An Amateur’s Guide to Underwater LEGO Photography (Part 2)
Yesterday, I went back to work after a nice long summer off. I also posted a picture of Ursula the Sea Witch as my #WordlessWednesday entry for the week. I thought it was a fitting choice because it was a photo I have been holding onto since my vacation at the cottage. I think it turned out really nicely. It was actually part of a series of photos that I took underwater. You might recall that I already wrote an article about underwater photography earlier this month using Aquaman (click here to read it). Today, I thought I would once again broach the topic, but this time in relation to my post from yesterday.

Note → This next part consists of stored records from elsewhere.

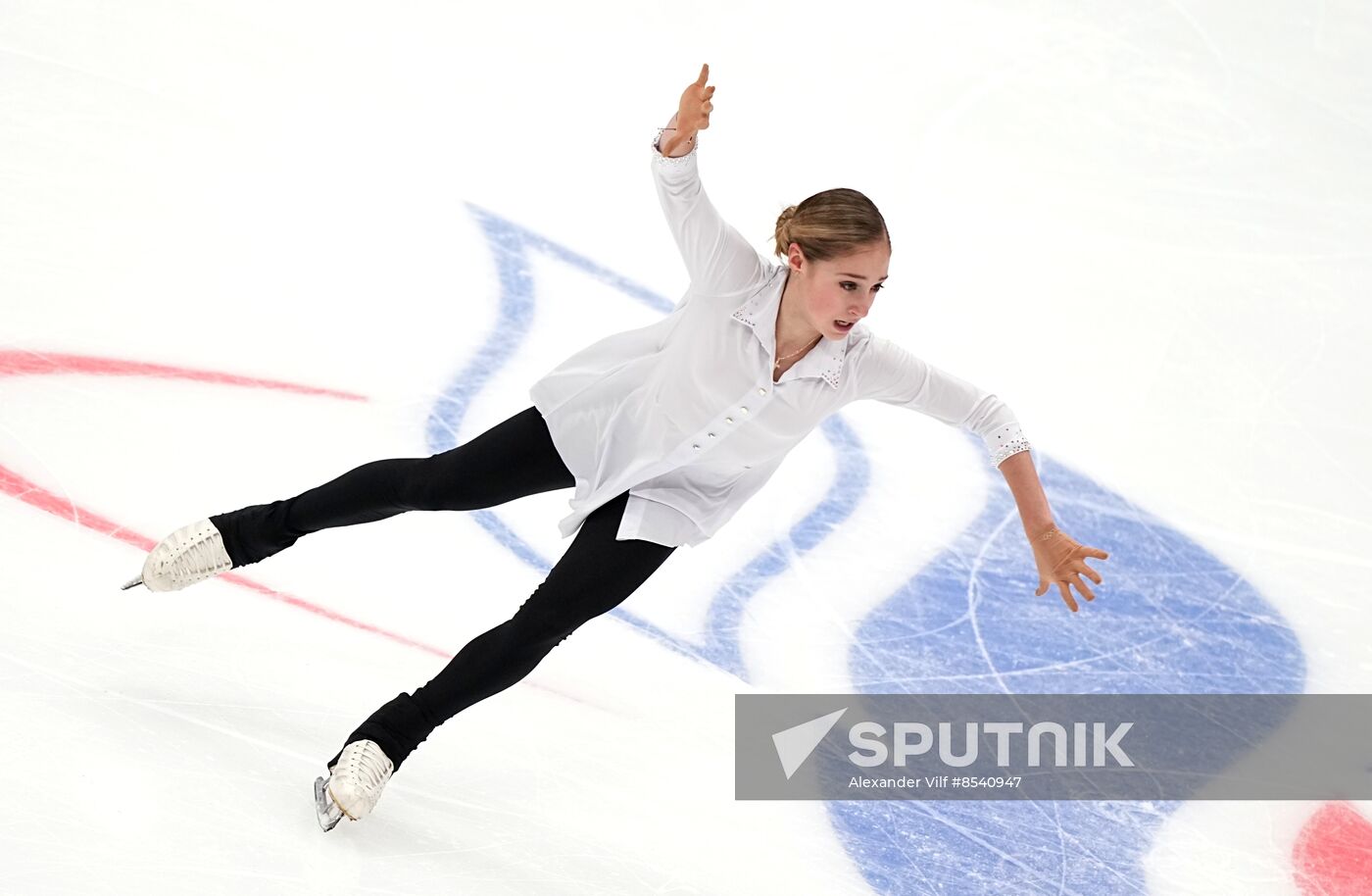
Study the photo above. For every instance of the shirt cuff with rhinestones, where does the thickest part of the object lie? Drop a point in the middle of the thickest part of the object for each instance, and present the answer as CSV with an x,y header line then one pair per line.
x,y
1005,441
678,161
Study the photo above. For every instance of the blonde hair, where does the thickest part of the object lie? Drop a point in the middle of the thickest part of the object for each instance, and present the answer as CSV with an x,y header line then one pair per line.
x,y
830,224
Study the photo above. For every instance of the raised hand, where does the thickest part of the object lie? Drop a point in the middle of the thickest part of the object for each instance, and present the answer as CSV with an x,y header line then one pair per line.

The picture that I posted yesterday (see above) was may favorite from the series. As with my first attempt at underwater photography, these pictures were taken with my really old Pentax WPi waterproof camera. I took these photos in really shallow water. In most cases, it was just enough water to cover Ursula. If you recall, I mentioned that I had trouble aiming the camera underwater with my Aquaman shots a few weeks ago. The screen is very hard to see underwater. I found that in shallow water, that became a little easier.
The smoky effect in some of the pictures is actually natural and not Photoshop. When I was taking the Aquaman pictures, I had trouble with the silt on lake bottom. Any movement caused the silt to become suspended, clouding the shots. But, afterwards I found that it settled back down to the bottom in an interesting manner. The current in the lake would sweep most of the silt away within a few minutes. But, if you made a depression, say a foot print, the depression would remain cloudy for some time even after the water above it had cleared. I was carefully able to swirl that cloud with my finger to create really interesting effects around Ursula.
The final photos were edited in Photoshop to bring out the colours. I also turned the lake water blue to give it a more deep ocean look. Finally, I brought out the colour in Ursula’s face a little more.